Seven years on, Khaled is sitting pretty. He has escaped the clutches of the small-time cassette producers of Paris's Barbes-Rochechouart district, for whom he recorded so many cheap hits. 'You have to watch those guys - they're quite capable of taking an old recording, changing the jacket and telling you it's a new album . . .' He's picked up a decoration - Chevalier des Arts et Lettres - from the French Minister of Culture, Jack Lang. He's even resolved two substantial 'problems' - the requirement to do military service, which he fought for years ('They wouldn't let me off - I was an example to youth') has been dropped, since at 32 he's now too old; and a muddled court case for defamation, brought in Algeria by a 'jealous producer', has finally been dismissed on appeal, removing the prospect of a year's prison sentence.
Khaled's famous love of partying, bars and booze, the ex-Cheb claims, is now muted. In 1986, after his performance at the first French rai festival at Bobigny, the newly arrived Khaled and his party checked into the smart Prince of Wales Hotel for two days, 'staying up all night talking and emptying the mini-bars - it was great'. He still likes to entertain, but these days more sedately.
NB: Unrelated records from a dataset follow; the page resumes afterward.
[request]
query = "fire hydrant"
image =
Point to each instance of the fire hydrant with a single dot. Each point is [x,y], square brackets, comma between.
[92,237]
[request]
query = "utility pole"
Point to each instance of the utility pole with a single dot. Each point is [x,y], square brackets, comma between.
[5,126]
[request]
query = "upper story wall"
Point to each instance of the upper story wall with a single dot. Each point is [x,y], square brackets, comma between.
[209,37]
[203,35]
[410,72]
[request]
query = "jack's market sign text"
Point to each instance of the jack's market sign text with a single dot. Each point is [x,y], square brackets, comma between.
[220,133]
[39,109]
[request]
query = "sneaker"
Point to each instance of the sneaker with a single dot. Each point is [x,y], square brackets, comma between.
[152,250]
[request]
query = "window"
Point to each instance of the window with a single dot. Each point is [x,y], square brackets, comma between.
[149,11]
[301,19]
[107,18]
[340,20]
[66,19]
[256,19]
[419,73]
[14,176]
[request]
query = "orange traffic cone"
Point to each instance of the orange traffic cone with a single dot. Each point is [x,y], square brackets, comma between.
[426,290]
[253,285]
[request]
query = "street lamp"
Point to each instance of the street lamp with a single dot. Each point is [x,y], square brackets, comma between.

Steering his international career with the aid of a Paris-based management company, Khaled Unlimited Sound, Khaled keeps houses in Villejuif and the Oran oil refinery area of Arzeu. He issues his own cassettes in Algeria, through a company, Agadier, run by members of his family. One market as yet only partly penetrated by rai, the Middle East, is beginning to express interest. 'I've had offers of concerts in Cairo, Damascus, Dubai and Abu Dhabi.' Isn't this getting a mite close to the hyper-prudish Saudis? 'No, no problem,' says Khaled, pouring another glass of red, 'Abu Dhabi's got alcohol - where there's alcohol I don't worry . . .'
Khaled plays the London Equinox on 13 September (071-437 1446).